Superblock Documentation

[Date Prev][Date Next][Thread Prev][Thread Next][Date Index][Thread Index]

 



Dear List,
I was experimenting with Linux Software RAID for a while now using mdadm for
administrating the RAID. There is a quite nice mdadm --detail output to get 
some informations about the Devices/RAID. For me it was not 100% clear what
every value stands for exactly and i couldn't find any documentation on this
so i decided to write a little documentation on this...

If you have the time read this litte text an correct it please. English is
not my mother tongue so i think there are many mistakes in there.

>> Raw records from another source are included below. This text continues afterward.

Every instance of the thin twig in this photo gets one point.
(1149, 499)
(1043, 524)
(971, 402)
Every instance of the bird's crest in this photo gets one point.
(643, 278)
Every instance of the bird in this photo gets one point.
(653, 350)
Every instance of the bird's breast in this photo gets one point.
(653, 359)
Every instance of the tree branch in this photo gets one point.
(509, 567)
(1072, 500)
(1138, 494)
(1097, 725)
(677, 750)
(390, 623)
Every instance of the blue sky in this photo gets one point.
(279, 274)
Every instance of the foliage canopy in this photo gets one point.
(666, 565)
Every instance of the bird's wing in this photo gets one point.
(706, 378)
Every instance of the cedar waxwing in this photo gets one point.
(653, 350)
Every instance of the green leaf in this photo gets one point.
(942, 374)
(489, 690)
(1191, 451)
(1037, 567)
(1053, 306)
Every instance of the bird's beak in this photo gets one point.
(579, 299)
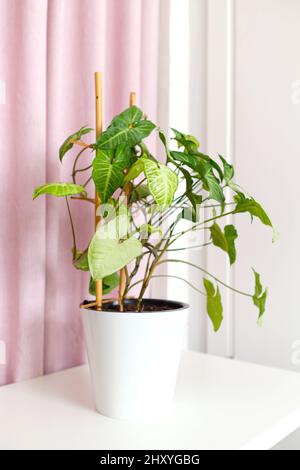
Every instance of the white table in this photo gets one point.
(219, 404)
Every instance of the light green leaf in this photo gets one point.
(107, 176)
(58, 189)
(254, 209)
(162, 182)
(134, 171)
(108, 252)
(213, 304)
(226, 240)
(147, 229)
(260, 296)
(67, 145)
(228, 173)
(108, 284)
(215, 190)
(128, 127)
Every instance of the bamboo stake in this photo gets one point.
(122, 283)
(99, 125)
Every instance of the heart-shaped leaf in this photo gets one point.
(58, 189)
(128, 127)
(109, 251)
(162, 182)
(107, 175)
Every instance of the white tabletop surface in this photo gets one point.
(219, 404)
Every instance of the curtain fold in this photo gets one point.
(49, 51)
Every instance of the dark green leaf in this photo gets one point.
(67, 145)
(58, 189)
(215, 190)
(226, 240)
(128, 127)
(107, 176)
(253, 208)
(189, 142)
(81, 260)
(134, 171)
(213, 304)
(260, 296)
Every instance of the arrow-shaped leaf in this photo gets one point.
(58, 189)
(213, 304)
(226, 240)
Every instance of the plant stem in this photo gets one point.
(206, 272)
(72, 228)
(75, 164)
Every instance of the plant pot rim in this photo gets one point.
(174, 305)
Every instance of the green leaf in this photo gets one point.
(140, 192)
(108, 284)
(122, 157)
(260, 296)
(162, 182)
(215, 190)
(107, 176)
(58, 189)
(254, 209)
(67, 145)
(213, 304)
(134, 171)
(189, 142)
(128, 127)
(81, 261)
(109, 252)
(226, 240)
(228, 173)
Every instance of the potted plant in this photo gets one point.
(134, 343)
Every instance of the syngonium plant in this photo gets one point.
(166, 192)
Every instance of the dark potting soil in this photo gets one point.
(148, 305)
(132, 308)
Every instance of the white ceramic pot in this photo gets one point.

If you
have additional informations on this issue please mail me.

Thanks,
Timo Bolse
Linux Software RAID Superblock - PRE ALPHA VERSION :)
by Timo Bolse <tb@sernet.de>

This small document is allotted to all administrators who are using Linux
Software RAID and who want to undestand the accurate meaning of the fields used
by mdadm to show some informations about the RAID. Most of these Values are 
stored in the RAID Superblock... So this can be used as a small overview to the
RAID Superblock. I put the Superblock structure as attachment to this Document 
so you can even look at these values.

I had to understand what mdadm is telling me :-) There was no documentation
on this. Now there is!

If you have common Linux Software RAID Questions consider reading this:
http://unthought.net/Software-RAID.HOWTO/Software-RAID.HOWTO.txt

Thanks to Neil Brown providing some quite important informations about this
issue.

Description on the basis of "mdadm --detail" output:
-------------------------------------------------------------------------------
1:   /dev/md0:      
2:          Version : 00.90.00
3:    Creation Time : Fri Apr  4 08:26:03 2003
4:       Raid Level : raid1         
5:       Array Size : 513984 (501.94 MiB 526.32 MB)
6:      Device Size : 513984 (501.94 MiB 526.32 MB)
7:     Raid Devices : 2                            
8:    Total Devices : 2                            
9:  Preferred Minor : 0                            
10:     Persistence : Superblock is persistent     
11:
12:     Update Time : Fri Apr  4 09:08:23 2003     
13:           State : dirty, no-errors             
14:  Active Devices : 2                            
15: Working Devices : 2                            
16:  Failed Devices : 0                            
17:   Spare Devices : 0                            
18:
19:    Number   Major   Minor   RaidDevice State
20:       0       3        1        0      active sync   /dev/hda1
21:       1      22        1        1      active sync   /dev/hdc1
22:           UUID : 357706a9:57fd2e0b:4ee1927d:5fd5b177
23:         Events : 0.5
-------------------------------------------------------------------------------

I thought the best way to describe this is field by field which means line by
line in this case. So the output above is like a table of contents.

1:
	The RAID Device. Should be the parameter to "mdadm --detail"...
	Here: "mdadm --detail /dev/md0"


2:
	This field shows the Version of the RAID Superblock.


3:
	This field shows the Creation Time of the given RAID-Device.


4:	
	The RAID Level.


5:
	The Size of the Array. Counted in MiB (Mebibites) and MB (Megabytes)
	WTF is a Mebibite? Authorized question! ;-)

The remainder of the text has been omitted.